Tierra de nadie

El Supremo hace historia

En la línea habitual de los últimos tiempos, el Supremo la ha vuelto a liar parda esta vez a cuenta de Franco, a quien en el auto que paraliza preventivamente la exhumación de su momia reconoce como jefe del Estado desde el 1 de octubre de 1936, fecha en la que el dictador se autoproclamó "jefe de gobierno" en la Junta de Defensa Nacional de Burgos. La referencia temporal se las trae porque viene a legitimar a los golpistas a los dos meses de su rebelión –en ésta sí que hubo violencia- y a renegar de la legalidad republicana y borrar de la jefatura del Estado al presidente Manuel Azaña, que lo fue hasta el fin de la Guerra Civil en 1939.

El ramalazo franquista del Supremo ha indignado a parte de la clase política como si esta querencia -cuando no añoranza- de la alta magistratura hacia el régimen del general bajito fuera excepcional, cuando la realidad es que siempre fue algo consustancial a muchas de sus togas y puñetas. En algo tenía que notarse que buena parte de los jueces del viejo Tribunal de Orden Público acabaran con plaza en el Supremo tras ser cómplices, en palabras del exfiscal anticorrupción Carlos Jiménez Villarejo, de las torturas de la Brigada Político-Social que no merecieron en 40 años la apertura de una simple causa por lesiones.
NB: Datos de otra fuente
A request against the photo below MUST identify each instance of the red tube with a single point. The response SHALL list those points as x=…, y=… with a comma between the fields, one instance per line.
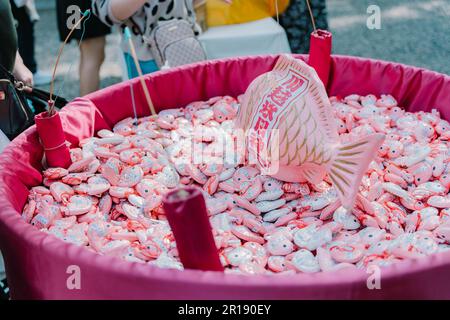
x=320, y=53
x=53, y=140
x=186, y=212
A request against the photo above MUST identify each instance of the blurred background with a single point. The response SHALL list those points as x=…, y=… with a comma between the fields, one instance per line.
x=414, y=32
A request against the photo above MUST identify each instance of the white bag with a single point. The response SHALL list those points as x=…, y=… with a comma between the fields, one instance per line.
x=173, y=43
Se dirá que, aunque sólo sea por una cuestión biológica, en nada se parece este órgano jurisdiccional al que heredó la democracia, pero lo cierto es que el estamento judicial fue el único que se mantuvo ajeno a los nuevos tiempos, y sus integrantes siguieron dictando sentencias hasta su jubilación como si nada hubiera cambiado. Esta herencia sigue presente. Pese al rumor sordo del ruido de sables que hemos padecido en ciertos momentos y que se convirtió en estruendo el 23-F, hubo más renovación en el Ejército que en la Judicatura porque a los militares franquistas se les pudo pasar a la reserva –a la espiritual y a la otra- y a los jueces y sus autos locos nos los tuvimos que comer con patatas.

Buena parte de las características que el catedrático de Derecho Constitucional Francisco José Bastida atribuía al Supremo en su tesis sobre el pensamiento político del Tribunal en la última fase del franquismo siguen hoy en cierta medida presentes. Son determinantes en muchos de sus magistrados el catolicismo más rancio, un centralismo que aborrece y juzga como separatista toda reivindicación de autogobierno, el autoritarismo y un paternalismo que tiende a considerar que la clase política es una chusma poco preparada para defender el Estado y, en consecuencia, han de ser ellos quienes asuman la defensa de la unidad nacional. La instrucción a los líderes del procés que ahora están siendo juzgados responde a esta misión histórica para la que algunos ilustrísimos señores se creen llamados.

La enmienda a la historia que el Supremo hace al proclamar a Franco jefe del Estado cuando era un simple sedicioso no es un desliz, y si lo es obedece a la interiorización de la propia trayectoria ultramontana del Tribunal. No prejuzga en cualquier caso su decisión final sobre la exhumación de sus restos, que finalmente acabará validando porque tras el desprestigio que le supuso la sentencia sobre las hipotecas y esa justicia suya a la carta que Estrasburgo observa con interés no puede exponerse a un nuevo escándalo. Con excepciones, los magníficos se han convertido en una camarilla regida por el nepotismo y aspiran a seguir así sin que se les vea mucho el plumero. Contra eso, ni Franco tiene posibilidad alguna de salir victorioso.